When implementing financial management for IT services, keep in mind that the process has particular dependencies and responsibilities with respect to other ITSM processes.

There are a number of common potential problems related to the implementation and ongoing operations of financial management for IT services, particularly with IT accounting and charging.

Common problems associated with the implementation and operations of financial management for IT services are:

§  Lack of management commitment —This is a potential problem because senior managers may not understand the benefits gained from IT financial management and resent the additional overhead.

§  Difficulty quantifying indirect costs —This is a common problem of financial management for IT services. Finding an appropriate and fair strategy for distributing all costs of a service to the proper group can be difficult.

§  Dependence on other ITSM processes —IT financial management relies on other ITSM processes to deliver information. If the information is delayed, the process will not function effectively or efficiently. The timing of the delivery is essential in the execution of financial management.

§  Finding a skilled finance manager —Finding personnel who are familiar with both IT and accounting can be one of the biggest challenges of implementing financial management.

§  Lack of cost documentation —Very little documentation exists about how to record and monitor costs, which means that IT personnel don't always accurately record and monitor the costs that would help the finance manager implement an effective charging system.

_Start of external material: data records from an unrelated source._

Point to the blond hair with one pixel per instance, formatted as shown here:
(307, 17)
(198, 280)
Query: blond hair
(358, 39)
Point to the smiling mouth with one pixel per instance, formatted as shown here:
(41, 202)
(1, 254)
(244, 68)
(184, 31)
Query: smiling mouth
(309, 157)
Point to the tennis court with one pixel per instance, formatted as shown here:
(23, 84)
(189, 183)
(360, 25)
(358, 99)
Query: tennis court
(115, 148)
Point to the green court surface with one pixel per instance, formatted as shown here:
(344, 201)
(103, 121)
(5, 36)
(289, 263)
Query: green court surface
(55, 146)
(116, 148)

In addition, certain costs are associated with implementing, maintaining, planning, and managing financial management for IT services such as:

§  Additional computing resources - These include extra resources such as network sniffers, needed to automate and facilitate IT accounting and charging, and barcode wands, needed to swipe asset tags and facilitate inventory audits.

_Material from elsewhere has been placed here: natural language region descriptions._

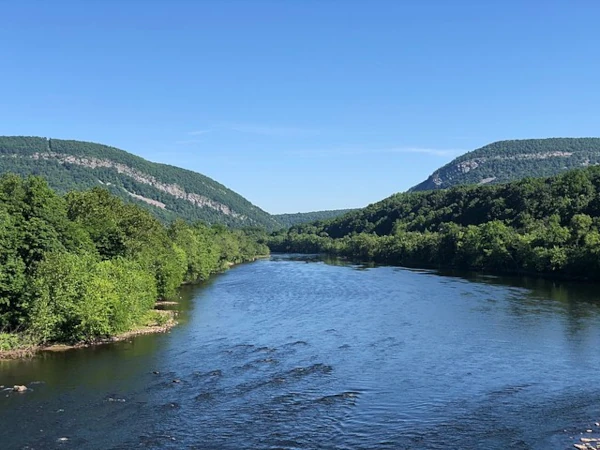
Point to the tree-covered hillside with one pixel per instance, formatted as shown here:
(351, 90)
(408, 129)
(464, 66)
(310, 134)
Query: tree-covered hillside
(288, 220)
(168, 191)
(505, 161)
(535, 225)
(88, 265)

§  Tools - The purchase and support of tools, such as software and hardware required for carrying out the main financial management processes.

§  Administration and organization - These costs include training staff to implement and maintain financial management.

You will find that there will always be problems and costs associated with implementing financial management in IT services, but most finance managers agree that the benefits easily outweigh the problems and costs.